Kim ya ha ganado una pequeña batalla de comunicación. Y parece que su objetivo es seguir avanzando en esta línea. Pensemos que el mundo se mofaba de su política de comunicación interna, pues cuando aparecía visitando un fábrica de mochilas escolares, a los obreros se les hacían decir que el propio Kim había ideado cada detalle de las carteras y hasta del edificio. Era uno de los últimos reportajes del corresponsal en Asia de El Mundo, Javier Espinosa, donde comentaba con sarcasmo esa fábrica de carteras.

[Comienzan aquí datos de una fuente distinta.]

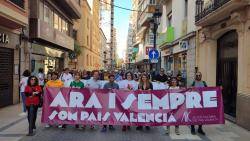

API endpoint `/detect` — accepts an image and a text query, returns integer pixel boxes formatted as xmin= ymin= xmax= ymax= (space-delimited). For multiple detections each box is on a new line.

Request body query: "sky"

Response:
xmin=114 ymin=0 xmax=132 ymax=59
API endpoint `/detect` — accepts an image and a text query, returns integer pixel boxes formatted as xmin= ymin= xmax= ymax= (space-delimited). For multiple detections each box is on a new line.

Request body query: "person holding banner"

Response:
xmin=69 ymin=72 xmax=85 ymax=129
xmin=137 ymin=73 xmax=153 ymax=131
xmin=45 ymin=72 xmax=64 ymax=128
xmin=119 ymin=71 xmax=138 ymax=131
xmin=24 ymin=76 xmax=42 ymax=136
xmin=190 ymin=72 xmax=207 ymax=135
xmin=85 ymin=70 xmax=102 ymax=129
xmin=101 ymin=74 xmax=119 ymax=132
xmin=166 ymin=77 xmax=181 ymax=135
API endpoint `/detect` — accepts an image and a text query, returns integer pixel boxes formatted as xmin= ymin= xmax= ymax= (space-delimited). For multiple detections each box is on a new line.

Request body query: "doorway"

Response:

Pero ahora el mundo ve a Kim Jong-un de otra manera. Ha sido un golpe certero en comunicación. Si quieren convencernos, en Corea del Norte tendrán que ofrecer algo más que fábricas de mochilas o visitas a silos nucleares. Siempre sospecharemos que detrás de esas facilidades de comunicación se esconde un virus malicioso.